Было около двух часов дня, рассвет давно закончился. Впереди и справа от дороги светились окна домов, из труб над крышами вырывался быстрый темный дым. А слева глушь и дичь, даже не звериная, а какая-то вселенская. Терялись во мгле мертвые поля снега, в холодном фиолетовом небе горели яркие звезды и ходили отсветы далекого северного сияния... Вдруг впереди над трубой одного из домов вспыхнуло красное пламя, далеко по ветру понеслись красные и белые искры: кто-то так раскочегарил свою печь, что в трубе загорелась сажа...

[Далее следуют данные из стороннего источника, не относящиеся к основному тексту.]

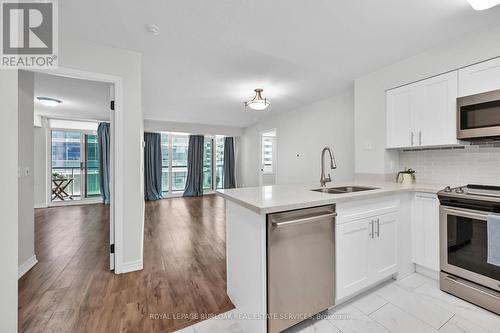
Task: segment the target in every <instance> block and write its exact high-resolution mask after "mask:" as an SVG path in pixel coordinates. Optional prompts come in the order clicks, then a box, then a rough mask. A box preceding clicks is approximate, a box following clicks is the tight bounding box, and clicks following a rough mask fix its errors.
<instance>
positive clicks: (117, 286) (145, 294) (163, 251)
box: [19, 195, 234, 333]
mask: <svg viewBox="0 0 500 333" xmlns="http://www.w3.org/2000/svg"><path fill="white" fill-rule="evenodd" d="M108 219H109V210H108V207H106V206H104V205H82V206H67V207H57V208H47V209H37V210H36V212H35V252H36V255H37V259H38V261H39V263H38V264H37V265H36V266H35V267H34V268H33V269H32V270H31V271H29V272H28V273H27V274H26V275H25V276H23V278H22V279H21V280H19V330H20V331H21V332H107V333H108V332H172V331H175V330H176V329H179V328H182V327H186V326H189V325H191V324H193V323H195V322H198V321H200V320H201V319H202V317H203V316H206V315H207V314H218V313H222V312H225V311H228V310H230V309H232V308H233V307H234V306H233V305H232V303H231V301H230V300H229V298H228V297H227V295H226V266H225V265H226V264H225V213H224V200H223V199H222V198H220V197H216V196H213V195H210V196H205V197H203V198H174V199H165V200H159V201H155V202H147V203H146V218H145V227H144V229H145V230H144V233H145V235H144V270H142V271H140V272H133V273H128V274H120V275H115V274H114V273H112V272H110V271H109V266H108V265H109V254H108V247H109V224H108Z"/></svg>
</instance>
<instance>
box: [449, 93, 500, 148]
mask: <svg viewBox="0 0 500 333" xmlns="http://www.w3.org/2000/svg"><path fill="white" fill-rule="evenodd" d="M457 138H458V139H459V140H474V139H487V138H500V90H495V91H489V92H485V93H482V94H477V95H471V96H465V97H460V98H458V99H457Z"/></svg>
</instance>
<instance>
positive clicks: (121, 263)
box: [115, 259, 143, 274]
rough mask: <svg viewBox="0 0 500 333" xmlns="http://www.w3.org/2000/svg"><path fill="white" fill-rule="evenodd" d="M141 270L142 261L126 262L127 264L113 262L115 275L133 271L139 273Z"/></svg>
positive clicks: (141, 269)
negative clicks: (135, 271)
mask: <svg viewBox="0 0 500 333" xmlns="http://www.w3.org/2000/svg"><path fill="white" fill-rule="evenodd" d="M142 268H143V263H142V259H141V260H134V261H127V262H122V263H119V262H115V273H116V274H123V273H129V272H135V271H140V270H142Z"/></svg>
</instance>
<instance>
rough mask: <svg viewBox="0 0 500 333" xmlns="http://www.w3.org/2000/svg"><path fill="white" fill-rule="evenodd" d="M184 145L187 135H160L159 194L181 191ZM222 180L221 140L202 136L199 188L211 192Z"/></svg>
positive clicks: (183, 190)
mask: <svg viewBox="0 0 500 333" xmlns="http://www.w3.org/2000/svg"><path fill="white" fill-rule="evenodd" d="M188 143H189V135H188V134H180V133H167V132H164V133H161V153H162V192H163V194H173V193H176V192H177V193H178V192H182V191H184V188H185V186H186V178H187V155H188ZM223 178H224V137H223V136H205V139H204V143H203V189H204V190H205V191H212V190H214V189H220V188H222V186H223ZM214 180H215V181H214Z"/></svg>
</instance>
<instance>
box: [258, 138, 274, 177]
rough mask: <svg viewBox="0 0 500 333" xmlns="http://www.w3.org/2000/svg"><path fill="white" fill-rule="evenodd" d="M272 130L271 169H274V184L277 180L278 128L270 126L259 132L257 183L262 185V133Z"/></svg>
mask: <svg viewBox="0 0 500 333" xmlns="http://www.w3.org/2000/svg"><path fill="white" fill-rule="evenodd" d="M268 132H274V147H273V148H274V150H273V169H274V184H276V183H277V182H278V149H277V147H278V130H277V129H276V128H271V129H267V130H263V131H260V132H259V185H260V186H263V181H262V175H263V170H262V138H263V137H264V133H268Z"/></svg>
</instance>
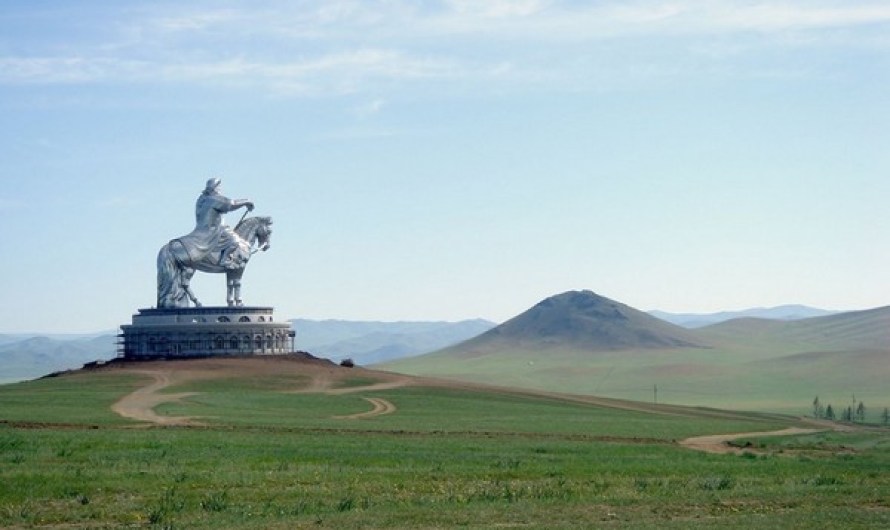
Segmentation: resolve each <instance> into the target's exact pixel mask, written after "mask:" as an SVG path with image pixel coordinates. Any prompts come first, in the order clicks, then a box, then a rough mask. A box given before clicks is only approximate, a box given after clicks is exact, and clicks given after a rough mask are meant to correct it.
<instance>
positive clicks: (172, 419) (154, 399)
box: [111, 370, 197, 425]
mask: <svg viewBox="0 0 890 530" xmlns="http://www.w3.org/2000/svg"><path fill="white" fill-rule="evenodd" d="M133 373H138V374H145V375H148V376H151V377H152V379H154V382H152V383H151V384H149V385H147V386H144V387H142V388H140V389H138V390H136V391H135V392H132V393H130V394H127V395H126V396H124V397H122V398H121V399H119V400H118V401H117V403H115V404H114V405H112V406H111V410H113V411H114V412H116V413H118V414H119V415H121V416H123V417H125V418H130V419H133V420H138V421H148V422H151V423H156V424H159V425H195V424H196V423H197V422H196V421H194V420H193V419H192V418H190V417H186V416H161V415H160V414H158V413H156V412H155V411H154V408H155V407H156V406H158V405H160V404H161V403H169V402H171V401H177V400H180V399H182V398H184V397H188V396H191V395H193V394H194V392H180V393H178V394H160V393H159V392H160V391H161V390H163V389H164V388H167V387H168V386H170V385H171V384H173V379H172V377H171V373H170V372H169V371H155V370H133Z"/></svg>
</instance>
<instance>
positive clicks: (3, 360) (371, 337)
mask: <svg viewBox="0 0 890 530" xmlns="http://www.w3.org/2000/svg"><path fill="white" fill-rule="evenodd" d="M494 325H495V324H494V323H493V322H488V321H487V320H481V319H476V320H464V321H461V322H359V321H346V320H305V319H297V320H292V321H291V326H292V327H293V328H294V330H295V331H296V337H295V339H294V342H295V349H297V350H302V351H309V352H311V353H312V354H313V355H315V356H317V357H325V358H329V359H332V360H334V361H337V362H339V361H340V360H342V359H345V358H350V359H352V360H353V362H355V363H356V364H371V363H379V362H383V361H388V360H392V359H397V358H400V357H406V356H412V355H420V354H423V353H428V352H431V351H435V350H438V349H441V348H444V347H446V346H450V345H452V344H456V343H458V342H461V341H464V340H466V339H468V338H471V337H475V336H476V335H478V334H480V333H482V332H484V331H487V330H488V329H491V328H492V327H493V326H494ZM116 355H117V334H116V333H114V332H108V333H105V334H84V335H76V334H54V335H28V334H7V335H2V334H0V384H3V383H11V382H14V381H21V380H23V379H33V378H35V377H41V376H44V375H46V374H49V373H52V372H57V371H61V370H68V369H73V368H79V367H81V366H83V365H84V364H85V363H88V362H92V361H96V360H108V359H112V358H114V357H115V356H116Z"/></svg>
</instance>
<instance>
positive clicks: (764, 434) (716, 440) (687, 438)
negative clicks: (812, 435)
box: [680, 427, 826, 455]
mask: <svg viewBox="0 0 890 530" xmlns="http://www.w3.org/2000/svg"><path fill="white" fill-rule="evenodd" d="M825 430H826V429H804V428H801V427H789V428H787V429H782V430H779V431H769V432H742V433H734V434H712V435H708V436H693V437H692V438H686V439H685V440H681V441H680V445H681V446H683V447H685V448H687V449H693V450H695V451H703V452H705V453H711V454H736V455H738V454H742V453H744V452H750V450H749V449H743V448H741V447H733V446H731V445H729V442H731V441H734V440H738V439H740V438H763V437H767V436H793V435H796V434H811V433H814V432H823V431H825Z"/></svg>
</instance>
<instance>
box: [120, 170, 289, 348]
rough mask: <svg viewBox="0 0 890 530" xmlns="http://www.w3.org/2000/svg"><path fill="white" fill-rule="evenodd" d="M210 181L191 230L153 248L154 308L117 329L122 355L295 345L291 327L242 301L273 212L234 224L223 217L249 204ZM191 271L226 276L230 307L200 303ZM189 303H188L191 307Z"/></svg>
mask: <svg viewBox="0 0 890 530" xmlns="http://www.w3.org/2000/svg"><path fill="white" fill-rule="evenodd" d="M219 186H220V179H218V178H212V179H210V180H208V181H207V186H206V187H205V188H204V191H203V192H201V195H199V196H198V200H197V201H196V202H195V221H196V223H195V229H194V230H192V231H191V232H190V233H188V234H186V235H184V236H181V237H178V238H175V239H172V240H170V242H168V243H167V244H166V245H164V246H163V247H161V250H160V251H158V257H157V270H158V275H157V282H158V298H157V306H158V307H157V308H151V309H140V310H139V313H138V314H136V315H133V322H132V324H124V325H123V326H121V334H120V339H121V340H120V344H119V348H118V354H119V355H120V356H121V357H123V358H125V359H140V358H141V359H149V358H175V357H209V356H225V355H274V354H282V353H291V352H292V351H293V350H294V347H293V346H294V332H293V331H291V329H290V324H288V323H286V322H285V323H283V324H278V323H276V322H274V321H273V320H272V308H271V307H257V306H245V305H242V302H241V276H242V275H243V274H244V269H245V267H246V266H247V262H248V261H249V260H250V257H251V256H253V255H254V254H255V253H257V252H258V251H261V250H263V251H265V250H268V249H269V246H270V237H271V235H272V228H271V226H272V218H271V217H247V212H245V214H244V215H243V216H242V217H241V220H240V221H238V224H237V225H235V227H234V228H229V226H228V225H226V224H225V222H223V215H224V214H226V213H227V212H232V211H234V210H237V209H239V208H246V209H247V211H248V212H250V211H252V210H253V202H251V201H249V200H246V199H238V200H232V199H229V198H228V197H225V196H224V195H222V194H221V193H220V191H219ZM196 271H202V272H209V273H221V274H225V276H226V301H227V302H228V306H220V307H204V306H202V305H201V304H200V303H199V302H198V298H197V297H196V296H195V293H193V292H192V290H191V288H190V287H189V282H190V281H191V278H192V276H193V275H194V274H195V272H196ZM191 304H194V305H191Z"/></svg>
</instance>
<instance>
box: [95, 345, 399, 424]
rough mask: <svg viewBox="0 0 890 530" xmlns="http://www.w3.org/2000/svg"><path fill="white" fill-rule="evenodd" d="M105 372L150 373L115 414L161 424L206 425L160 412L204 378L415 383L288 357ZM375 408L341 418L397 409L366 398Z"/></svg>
mask: <svg viewBox="0 0 890 530" xmlns="http://www.w3.org/2000/svg"><path fill="white" fill-rule="evenodd" d="M100 369H103V370H114V371H117V372H118V373H130V374H138V375H145V376H148V377H150V378H151V382H150V383H149V384H147V385H146V386H144V387H142V388H139V389H137V390H135V391H134V392H132V393H130V394H127V395H126V396H124V397H122V398H121V399H119V400H118V401H117V402H116V403H115V404H114V405H112V407H111V408H112V410H113V411H114V412H116V413H117V414H119V415H121V416H123V417H125V418H130V419H133V420H137V421H144V422H149V423H153V424H156V425H200V424H201V423H200V421H198V419H196V418H192V417H183V416H164V415H160V414H158V413H157V412H155V410H154V409H155V407H157V406H158V405H160V404H162V403H168V402H173V401H178V400H181V399H184V398H186V397H189V396H192V395H194V394H195V392H179V393H164V392H163V391H164V390H165V389H167V388H168V387H172V386H175V385H180V384H184V383H188V382H190V381H197V380H202V379H227V378H232V377H243V378H250V377H263V376H294V377H295V378H297V377H304V378H305V377H308V378H309V383H308V384H307V385H305V386H303V387H301V388H295V389H293V390H289V391H290V392H301V393H302V392H305V393H325V394H350V393H358V392H371V391H376V390H385V389H390V388H398V387H400V386H405V385H407V384H411V383H412V382H413V381H412V379H411V378H410V377H407V376H401V375H398V374H390V373H386V372H373V371H370V370H365V369H363V368H343V367H339V366H336V365H334V364H332V363H330V362H327V361H321V360H312V359H305V358H292V357H287V356H275V357H246V358H245V357H241V358H211V359H184V360H175V361H170V360H167V361H163V360H158V361H144V362H129V363H126V362H116V363H112V364H109V365H107V366H105V367H102V368H100ZM356 377H360V378H368V379H375V380H377V381H378V382H377V383H374V384H370V385H362V386H342V385H343V384H344V383H346V382H347V381H348V380H349V379H352V378H356ZM365 399H366V400H368V401H369V402H370V403H371V404H372V405H373V409H372V410H370V411H366V412H361V413H357V414H351V415H347V416H341V417H340V418H341V419H362V418H370V417H374V416H379V415H382V414H391V413H393V412H395V410H396V407H395V405H393V404H392V403H390V402H389V401H387V400H384V399H381V398H365Z"/></svg>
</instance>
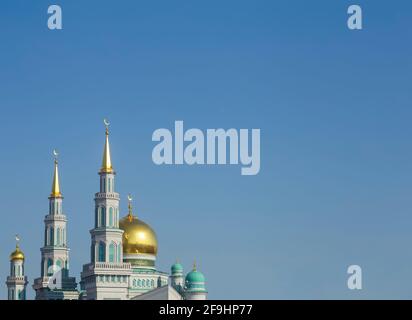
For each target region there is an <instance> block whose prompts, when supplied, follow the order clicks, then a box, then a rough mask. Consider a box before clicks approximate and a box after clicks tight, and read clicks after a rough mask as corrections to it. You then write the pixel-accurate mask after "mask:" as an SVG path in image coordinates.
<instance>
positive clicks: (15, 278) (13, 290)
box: [6, 236, 28, 300]
mask: <svg viewBox="0 0 412 320" xmlns="http://www.w3.org/2000/svg"><path fill="white" fill-rule="evenodd" d="M16 240H17V243H16V249H15V250H14V251H13V252H12V253H11V255H10V275H9V276H8V277H7V281H6V285H7V297H8V300H26V286H27V283H28V282H27V277H26V276H25V275H24V253H23V251H21V250H20V247H19V243H18V241H19V238H18V237H17V236H16Z"/></svg>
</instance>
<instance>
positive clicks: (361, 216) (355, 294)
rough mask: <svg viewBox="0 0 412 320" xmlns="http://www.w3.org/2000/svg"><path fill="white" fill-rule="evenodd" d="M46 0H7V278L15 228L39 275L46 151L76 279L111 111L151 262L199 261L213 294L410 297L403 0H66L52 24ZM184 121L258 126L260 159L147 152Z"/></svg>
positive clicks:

Грибов даже остановился. Вот оно! Веками под этим небом ничего не менялось. Промчится на нартах дикий эскимос, пройдет стадо оленей, и всё. Но и сюда пробрался неугомонный человек. Сначала это были редкие экспедиции. Потом лагеря, лагеря, гибель. И наконец повалили обыкновенные люди со всем своим скарбом, страхами и любовью... Были, были они все! И есть. А с ним случилось то, что воспитание чувств закончено.